Wineries in Yamanashi, the most important of Japan’s four major wine regions, are betting on native grape variety koshu, writes Elin McCoy
Inside a 19th-century silk merchant’s house in Katsunuma, Japan, about 70 miles west of central Tokyo, the three Aruga brothers are pouring several white wines in their timbered tasting room. All are made at their Katsunuma Jyozo winery under the Aruga Branca label from the country’s unique grape variety, koshu, and all are delicious: one is elegant and sparkling; another fresh, bright and lemony; a third succulent and tangy; still another savoury and smoky; and a fifth barrel-fermented version is round, rich and smooth.
About 15 years ago, when an Aruga Branca bottling won medals in a French wine competition, Bernard Magrez of famous Bordeaux chateau Pape Clement was so intrigued, he proposed a joint wine project that introduced koshu to France. Now third-generation winemaker Hiro Aruga, who studied and worked in Burgundy, has joined his father Yuji, and is experimenting to create wines of even higher quality.
Aruga Branca is part of the vinous revolution that’s making Japan the world’s latest serious wine frontier. Since 2010, koshu has been on OIV (International Organisation of Vine and Wine) list of varieties, so it can be displayed on labels in Europe. To ensure quality, government regulations were enacted last year to restrict labelling of Japanese wine to vintages made wholly in the country, from vine to barrel. The volume of exports rose nearly 30 per cent from 2015 to 2017 – from 45,000 litres to 58,000 litres, according to the National Tax Agency. Ambitious vintners anticipate more demand during this year’s Rugby World Cup and next summer’s Olympics.
Though many grapes are grown in Japan, wineries in Yamanashi, the most important of Japan’s four major wine regions and where Katsunuma is located, are betting on native variety koshu. “The grape is ideal for Japan’s humid, rainy climate. It’s thick-skinned and resistant to rot,” says Aruga.
The vineyards are unusual. At nearby Lumiere, which claims to be the oldest family-owned winery in Japan (established in 1885), koshu vines look like small trees, with branches spread-eagled on wires six feet off the ground to create a pergola. Folded paper hats are tied over hanging bunches like miniature umbrellas to shelter grapes from rain.

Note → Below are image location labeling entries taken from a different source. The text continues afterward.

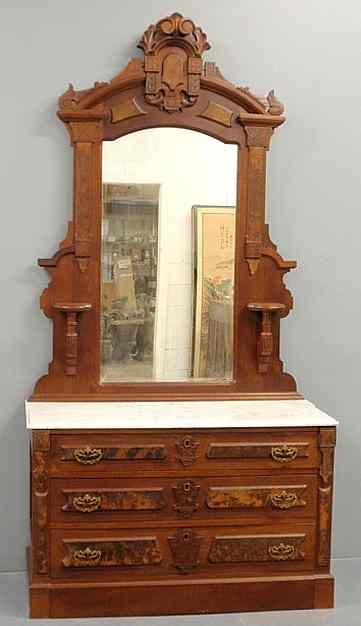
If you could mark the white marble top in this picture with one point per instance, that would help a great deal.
(200, 414)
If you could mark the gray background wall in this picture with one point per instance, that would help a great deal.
(310, 52)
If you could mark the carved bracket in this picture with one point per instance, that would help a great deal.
(327, 441)
(173, 64)
(71, 310)
(265, 342)
(40, 454)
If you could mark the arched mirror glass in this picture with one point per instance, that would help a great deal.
(168, 241)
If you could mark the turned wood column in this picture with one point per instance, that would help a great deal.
(258, 138)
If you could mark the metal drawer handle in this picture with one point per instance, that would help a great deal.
(86, 557)
(284, 453)
(87, 503)
(282, 552)
(88, 455)
(284, 500)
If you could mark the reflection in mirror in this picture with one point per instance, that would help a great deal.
(168, 238)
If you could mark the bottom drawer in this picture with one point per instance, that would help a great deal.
(201, 551)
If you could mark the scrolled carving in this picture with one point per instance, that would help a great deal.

Japan’s enticing whites fit neatly with the latest global wine trends. Koshu wines have floral aromas and delicate, distinctive flavours (of yuzu, savoury minerals), naturally low alcohol levels (11 to 12 per cent), and they’re exotic but not odd, like, say, Georgia’s rkatsitelli which hasn’t truly taken off. The name koshu is easy to remember and pronounce. Plus, they’re perfect matches with popular Japanese mainstays sushi and sashimi.
I spent a few days in Yamanashi, a 90-minute train ride from Tokyo. It’s home to 81 of the country’s 300 wineries, and has a thousand-year history of grape growing and nearly all Japan’s plantings of koshu.